Kişi süreyi değil, süre kişiyi geçer. Çünkü süre hep akar. Ancak kişi bir yere dek yaşar. Yine de bunu anlamak istemez ve gücü elimde tutmayı seven kişioğlu, süre gibi sürekli koşuşturma durumundadır. Molasız bir yaşamın kalitesi de düşüyor ne yazık ki. İşte bunu çok güzel bir dille anlatıyor Psikolog Ali Orhan.
.
Yaşamın her alanında; savaşta, siyasette, sanatta, okulda, ailede, işte, tatilde... mola vermeyi bilmek gerek. Mola vermenin önemini geçmişte yaşanılanlardan, kendi yaşamından ve öyküleştirdiği konulardan verdiği örneklerle pekiştirmiş yazar.
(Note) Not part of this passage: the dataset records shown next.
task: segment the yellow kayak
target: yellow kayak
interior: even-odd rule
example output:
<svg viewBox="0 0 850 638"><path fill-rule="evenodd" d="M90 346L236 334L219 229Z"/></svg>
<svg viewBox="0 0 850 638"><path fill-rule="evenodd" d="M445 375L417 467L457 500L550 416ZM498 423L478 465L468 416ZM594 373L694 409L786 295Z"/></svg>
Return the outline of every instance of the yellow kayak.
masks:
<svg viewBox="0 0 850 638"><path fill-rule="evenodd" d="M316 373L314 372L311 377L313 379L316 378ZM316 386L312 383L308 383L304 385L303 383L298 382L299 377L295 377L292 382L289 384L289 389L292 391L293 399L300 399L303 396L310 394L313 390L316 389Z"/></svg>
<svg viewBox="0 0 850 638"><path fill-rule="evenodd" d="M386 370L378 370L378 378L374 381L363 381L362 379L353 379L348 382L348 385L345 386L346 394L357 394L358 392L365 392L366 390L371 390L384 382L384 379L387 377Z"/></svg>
Gerçekten de beynin devrelerinin yanmadan önce mola vermek gerekiyor.
.
Boşa giden süre değil, yükünüzün boşaltıldığı ve kendinizi geliştirdiğiniz bir süredir diyor mola. Çok uzun ya da kısa olması da verimi etkiliyor. Tam ayarında olmalı. Yaşamın mola tesislerini kaçırmak, yaşamı kaçırmak anlamına gelebiliyor. Aman! Bence siz de kendinize güzel bir mola verip bu yapıtı okuyun. Akıcı ve duru bir dili var yazarın. Ana düşünce olarak şunu diyorum ben de: Yaşamda yalnızca koşularak değil, durularak da yol alınır.